Wenn sich die Vereinten Nationen einschalten, ist es wohl eine Frage hoher Relevanz. Das scheint in der Causa mehrerer Bitcoin-Hacks der Fall zu sein. Laut einem Bericht der UN scheinen diese auf das Konto des Kim-Jong-un-Regimes zu gehen. Nordkorea soll zudem mit gestohlenen Kryptowährungen sein Nuklearprogramm finanzieren.

SEC vertagt 3 Bitcoin-ETF-Anträge: Entscheidungen fallen im Oktober

Die Securities and Exchange Commission übt sich indes im Aufschieben. Denn die US-Börsenaufsicht hat in der vergangenen Woche beschlossen, in Hinsicht auf Bitcoin-ETF-Anträge vorerst nichts zu beschließen. Dennoch hat sich die SEC eine Gnadenfrist eingeräumt.
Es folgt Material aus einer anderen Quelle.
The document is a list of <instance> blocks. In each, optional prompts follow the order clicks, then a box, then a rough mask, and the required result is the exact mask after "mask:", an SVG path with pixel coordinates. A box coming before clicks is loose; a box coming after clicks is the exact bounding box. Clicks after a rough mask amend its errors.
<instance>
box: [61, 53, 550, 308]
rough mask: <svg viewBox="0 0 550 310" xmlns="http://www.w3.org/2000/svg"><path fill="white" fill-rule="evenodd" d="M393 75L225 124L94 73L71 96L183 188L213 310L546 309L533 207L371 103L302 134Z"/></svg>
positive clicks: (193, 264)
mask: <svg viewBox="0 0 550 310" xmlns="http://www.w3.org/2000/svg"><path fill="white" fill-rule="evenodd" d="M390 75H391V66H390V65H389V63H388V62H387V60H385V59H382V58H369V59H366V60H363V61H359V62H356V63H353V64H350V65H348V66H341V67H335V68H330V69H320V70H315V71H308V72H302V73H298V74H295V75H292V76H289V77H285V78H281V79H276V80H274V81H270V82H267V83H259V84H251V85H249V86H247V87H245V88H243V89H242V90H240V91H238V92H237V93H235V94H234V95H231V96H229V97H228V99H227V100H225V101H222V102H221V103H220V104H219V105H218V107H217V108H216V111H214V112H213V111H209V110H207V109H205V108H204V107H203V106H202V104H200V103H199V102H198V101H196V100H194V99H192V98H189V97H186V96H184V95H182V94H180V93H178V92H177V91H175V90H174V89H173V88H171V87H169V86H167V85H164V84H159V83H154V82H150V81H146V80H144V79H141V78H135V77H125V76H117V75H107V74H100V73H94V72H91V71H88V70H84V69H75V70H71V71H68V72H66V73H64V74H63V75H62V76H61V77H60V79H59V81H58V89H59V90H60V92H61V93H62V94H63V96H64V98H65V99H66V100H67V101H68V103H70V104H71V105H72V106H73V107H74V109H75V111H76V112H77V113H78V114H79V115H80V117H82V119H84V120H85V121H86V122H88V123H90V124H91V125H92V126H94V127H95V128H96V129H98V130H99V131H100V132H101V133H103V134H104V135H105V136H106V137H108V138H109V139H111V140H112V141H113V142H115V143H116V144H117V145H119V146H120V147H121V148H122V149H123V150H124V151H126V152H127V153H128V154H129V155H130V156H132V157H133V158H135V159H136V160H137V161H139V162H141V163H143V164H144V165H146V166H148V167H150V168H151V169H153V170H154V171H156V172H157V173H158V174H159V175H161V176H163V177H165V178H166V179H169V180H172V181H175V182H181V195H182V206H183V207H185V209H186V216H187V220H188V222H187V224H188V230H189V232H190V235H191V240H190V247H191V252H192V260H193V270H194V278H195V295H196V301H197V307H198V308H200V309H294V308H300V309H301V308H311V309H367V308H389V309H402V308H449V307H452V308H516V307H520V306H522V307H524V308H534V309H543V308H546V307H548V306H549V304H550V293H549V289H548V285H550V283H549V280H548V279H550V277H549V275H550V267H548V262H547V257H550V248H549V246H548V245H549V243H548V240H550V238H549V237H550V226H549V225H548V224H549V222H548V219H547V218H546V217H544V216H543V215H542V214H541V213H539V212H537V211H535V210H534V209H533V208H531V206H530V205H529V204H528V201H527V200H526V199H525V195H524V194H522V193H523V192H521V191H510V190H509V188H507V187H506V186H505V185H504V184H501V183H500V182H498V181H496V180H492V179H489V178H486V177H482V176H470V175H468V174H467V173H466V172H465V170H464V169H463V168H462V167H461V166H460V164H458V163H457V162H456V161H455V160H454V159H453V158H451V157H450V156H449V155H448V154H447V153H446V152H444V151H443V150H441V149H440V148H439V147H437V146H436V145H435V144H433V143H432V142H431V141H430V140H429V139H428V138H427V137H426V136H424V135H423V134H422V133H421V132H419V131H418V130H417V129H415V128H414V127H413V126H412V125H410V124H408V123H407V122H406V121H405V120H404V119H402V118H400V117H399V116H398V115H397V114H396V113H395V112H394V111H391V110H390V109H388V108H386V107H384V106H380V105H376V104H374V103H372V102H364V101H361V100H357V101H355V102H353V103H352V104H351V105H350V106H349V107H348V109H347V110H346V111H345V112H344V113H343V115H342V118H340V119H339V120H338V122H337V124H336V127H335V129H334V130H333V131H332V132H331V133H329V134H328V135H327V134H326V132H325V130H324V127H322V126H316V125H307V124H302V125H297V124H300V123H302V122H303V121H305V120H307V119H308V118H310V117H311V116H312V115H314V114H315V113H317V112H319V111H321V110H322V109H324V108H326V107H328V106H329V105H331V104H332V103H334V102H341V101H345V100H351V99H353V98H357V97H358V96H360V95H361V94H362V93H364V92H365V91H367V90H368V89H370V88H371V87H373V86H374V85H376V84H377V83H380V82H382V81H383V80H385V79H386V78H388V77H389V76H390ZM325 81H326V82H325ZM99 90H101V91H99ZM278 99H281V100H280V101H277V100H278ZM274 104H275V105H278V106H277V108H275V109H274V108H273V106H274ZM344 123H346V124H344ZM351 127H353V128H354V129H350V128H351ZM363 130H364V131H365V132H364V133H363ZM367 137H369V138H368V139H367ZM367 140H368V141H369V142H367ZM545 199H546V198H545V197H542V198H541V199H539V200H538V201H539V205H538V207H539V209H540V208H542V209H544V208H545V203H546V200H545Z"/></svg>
Bis Mitte Oktober soll es demnach eine Entscheidung geben, ob ein Bitcoin ETF genehmigt werden wird.

„Operation Cryptosweep“: Maryland verfolgt Bitcoin-Steuersünder

Keine Macht den Steuersündern – dieses Motto hat sich der US-Bundesstaat Maryland auf die regulatorischen Fahnen geschrieben. Um dem nachzugehen, gründete die Generalstaatsanwaltschaft die „Operation Cryptosweep“. Sie will Bitcoin-Steuersündern also künftig an den Kragen gehen.

Neuseeland erlaubt Gehaltszahlungen mit Bitcoin

Ein großer Schritt in Richtung Adaption am anderen Ende der Welt: Neuseeland erlaubt nun Gehaltszahlungen mit Bitcoin. Ab dem 1. September dürfen Unternehmen damit den Lohn in der Kryptowährung auszahlen.

US-Regulierungsbehörde OFAC nimmt sich Bitcoin an

Und noch einmal die USA: Auch das U.S. Department of the Treasurys Office of Foreign Assets Control (OFAC) will sich künftig der Regulierung von Kryptowährungen widmen. Mit ihrem Kurswechsel lässt die Außenwirtschaftsbehörde also ein generelles Umdenken im US-Finanzministerium durchscheinen.